Oracle Database 11g Enterprise Edition Release 11.1.0.7.0 - Production
With the Partitioning, OLAP, Data Mining and Real Application Testing options

SQL> create table t_part
2 compress
3 --compress for all operations
4 partition by list (user_id) (
5 partition p_default values (default)
6 )
7 as
8 select * from all_users;

Table created.

SQL> alter table t_part set unused (created);

Table altered.

SQL> alter table t_part drop unused columns;
alter table t_part drop unused columns
*
ERROR at line 1:
ORA-39726: unsupported add/drop column operation on compressed tables

SQL> alter table t_part drop column username;
alter table t_part drop column username
*
ERROR at line 1:
ORA-39726: unsupported add/drop column operation on compressed tables

SQL> alter table t_part add test_col varchar2(10);

Table altered.

SQL> alter table t_part add test_col2 varchar2(10) default 'BLA';
alter table t_part add test_col2 varchar2(10) default 'BLA'
*
ERROR at line 1:
ORA-39726: unsupported add/drop column operation on compressed tables

SQL> alter table t_part split partition p_default values (123)
2 into (partition p_123 compress for all operations, partition p_default);

Table altered.

SQL> select
2 partition_name
3 , compression
4 , compress_for
5 from
6 user_tab_partitions
7 where
8 table_name = 'T_PART';

PARTITION_NAME COMPRESS COMPRESS_FOR
------------------------------ -------- ------------------
P_DEFAULT ENABLED DIRECT LOAD ONLY
P_123 ENABLED FOR ALL OPERATIONS

SQL> alter table t_part add test_col2 varchar2(10) default 'BLA';

Table altered.

SQL> alter table t_part drop unused columns;
alter table t_part drop unused columns
*
ERROR at line 1:
ORA-39726: unsupported add/drop column operation on compressed tables

SQL> alter table t_part drop column username;
alter table t_part drop column username
*
ERROR at line 1:
ORA-39726: unsupported add/drop column operation on compressed tables

SQL>


Notice the inconsistent behaviour: The first DDL command after having added a partition with advanced compression succeeds, but the following DDLs fail with an error message.
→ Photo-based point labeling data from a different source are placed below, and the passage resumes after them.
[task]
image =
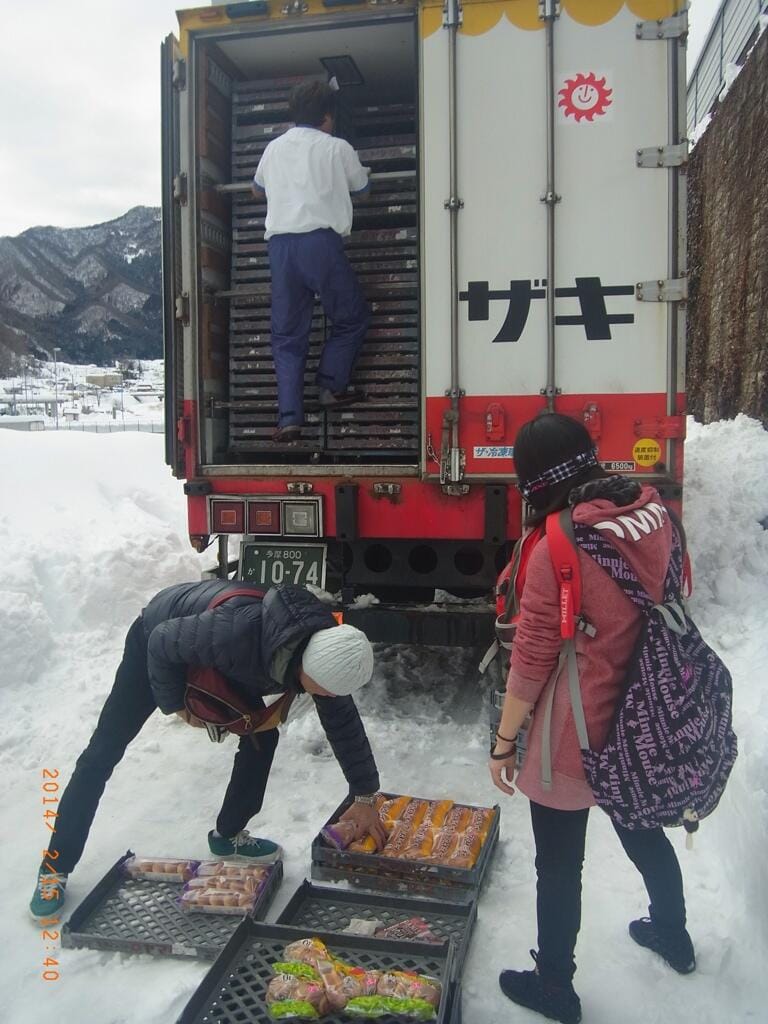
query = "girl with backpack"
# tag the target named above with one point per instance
(557, 468)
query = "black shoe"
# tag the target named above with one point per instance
(555, 999)
(330, 400)
(674, 946)
(285, 435)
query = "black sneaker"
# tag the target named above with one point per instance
(554, 999)
(674, 946)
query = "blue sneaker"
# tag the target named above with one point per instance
(49, 894)
(258, 851)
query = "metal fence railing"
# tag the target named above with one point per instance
(111, 428)
(732, 32)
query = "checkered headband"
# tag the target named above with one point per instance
(556, 474)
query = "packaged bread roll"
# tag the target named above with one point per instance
(466, 850)
(161, 868)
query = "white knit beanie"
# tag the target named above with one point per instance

If the order of these DDLs is changed, then it becomes obvious that always the first DDL is successful no matter which of those failing otherwise comes first.

Furthermore in 11.1.0.7 if you have a mixture of Advanced Compression (COMPRESS FOR ALL OPERATIONS) and NOCOMPRESS partitions still above restrictions apply - only if you have set all partitions to COMPRESS FOR ALL OPERATIONS then the restrictions are lifted which looks more like a bug than a feature.

I'll go into more details below which settings influence this behaviour.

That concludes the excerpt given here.